Our nation’s veterans and military service men and women are the defenders of our freedom and we must honor the sacrifices made by those who have served our country bravely. Rep. Luján is committed to standing up for New Mexico’s veterans as he works to ensure that these brave men and women have access to the critical care and services they have earned through their service to our nation.

If you are a veteran seeking help with your VA benefits, please contact my office to open a case.

Preventing Veteran Suicide

Rep. Luján cosponsored the Clay Hunt Suicide Prevention for American Veterans Act to address concerns about the need to provide greater access to mental health services for veterans returning home from war. The legislation, which is named in honor of Marine Corporal Clay Hunt, an Iraq and Afghanistan War veteran who was awarded the Purple Heart and dedicated suicide prevention advocate who tragically took his own life, increases veterans’ access to mental health care, earning the support of Veterans Service Organizations, including the Military Officers Association of American and Iraq and Afghanistan Veterans of America. 

“With an estimated 22 veterans committing suicide every day – more than 8,000 each year, we are facing an epidemic that we cannot ignore,” said Rep. Luján. “The brave men and women who have sacrificed so much to protect and defend our nation, our values, and our way of life must receive the support they need and have earned. An estimated 600,000 men and women who have served in combat have traumatic brain injury, PTSD, or depression, and we must have the capacity to ensure access to the vital mental health services that can help them heal from the wounds of war.”
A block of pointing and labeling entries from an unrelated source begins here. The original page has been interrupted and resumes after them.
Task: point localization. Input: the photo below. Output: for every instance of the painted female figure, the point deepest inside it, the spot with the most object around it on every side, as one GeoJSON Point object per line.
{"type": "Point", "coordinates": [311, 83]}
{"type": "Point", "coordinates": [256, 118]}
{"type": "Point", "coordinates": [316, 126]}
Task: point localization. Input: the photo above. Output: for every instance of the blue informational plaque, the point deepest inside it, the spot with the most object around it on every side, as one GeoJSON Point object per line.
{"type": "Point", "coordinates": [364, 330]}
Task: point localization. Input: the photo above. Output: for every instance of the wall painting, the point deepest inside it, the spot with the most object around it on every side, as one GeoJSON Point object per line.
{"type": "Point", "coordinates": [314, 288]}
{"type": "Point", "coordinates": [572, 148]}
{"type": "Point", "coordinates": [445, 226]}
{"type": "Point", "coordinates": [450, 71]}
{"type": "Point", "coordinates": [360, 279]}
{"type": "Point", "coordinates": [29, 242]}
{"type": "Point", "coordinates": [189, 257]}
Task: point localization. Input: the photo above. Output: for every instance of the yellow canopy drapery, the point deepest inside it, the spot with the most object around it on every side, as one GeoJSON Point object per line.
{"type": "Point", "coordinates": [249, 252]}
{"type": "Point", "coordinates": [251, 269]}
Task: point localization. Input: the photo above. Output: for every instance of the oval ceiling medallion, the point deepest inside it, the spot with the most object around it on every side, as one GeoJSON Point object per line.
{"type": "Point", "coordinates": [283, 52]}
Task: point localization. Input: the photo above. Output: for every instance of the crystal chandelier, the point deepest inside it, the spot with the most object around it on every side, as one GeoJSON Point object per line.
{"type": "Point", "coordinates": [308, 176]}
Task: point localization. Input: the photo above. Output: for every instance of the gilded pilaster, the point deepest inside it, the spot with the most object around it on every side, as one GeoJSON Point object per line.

Supporting Opportunities for Veterans

Rep. Luján introduced legislation, which would ensure minimum wage parity for veterans seeking to further their education. Currently, veterans who are paid minimum wage through the federal “earn while you learn” Work Study program are eligible to earn whatever is higher between the state minimum wage and the federal minimum wage. However, the program does not account for local minimum wage. Rep. Lujan’s bill would ensure that veterans studying in a city with a higher local minimum wage are eligible to earn that wage. In addition, Luján cosponsored the Manufacturing Jobs for Veterans Act. This bill would accelerate skills training for U.S. veterans in manufacturing career pathways, ensure veterans have the tools needed to translate their military skills to the civilian workforce, and encourage manufacturers to recruit, hire, and train our nation’s returning heroes.

“The men and women who have served in our nation’s armed forces over the course of our history are part of a proud tradition of protecting the freedoms and values of our great nation while representing the best of America,” Congressman Luján said.  “Whether it’s fighting the forces of tyranny or providing aid in a time of need, our servicemen and women put their lives on the line as they serve in harm’s way.  And every time they do so we owe them a debt of gratitude.  As we join together in communities across New Mexico to share our veterans’ stories of sacrifice and valor, we ensure that their enduring contributions will live on and the memory of their heroic efforts will burn brightly for generations to come.”

Honoring Our Veterans 

Following the disturbing reports of misconduct at VA facilities in Albuquerque and across the country, Rep. Luján worked to pass the Veterans’ Access to Care through Choice, Accountability, and Transparency Act. The bill aimed to address many of the failures that left veterans without timely access to health careby providing key funding to reduce the VA backlog, hire new medical personnel at VA hospitals and clinics, and allow the VA to lease new medical facilities. It was the beginning of what must be an ongoing process to make systematic reforms that honor the sacrifice of the men and women who honorably served our country. Additionally, Rep. Luján supported the modification of a rule that determines eligibility for the Veterans Choice Program, allowing veterans to seek care from a doctor outside of the VA if they are more than 40 miles by road from a VA facility, enabling more veterans to receive care closer to home.

“From the Navajo Code Talkers and the soldiers who endured the Bataan Death March in World War II to Medal of Honor recipients Leroy Petry and Hiroshi Miyamura, their stories of heroism are inspiring,” said Rep. Luján” Just as these heroes have answered the call of duty, so must we, as a community and a country, answer the call to care for them when they return home.  We must not only thank them in words, but in deeds as well.  Our veterans deserve the benefits they have been promised – from health care to education – as well as the opportunity to succeed when their service has concluded.”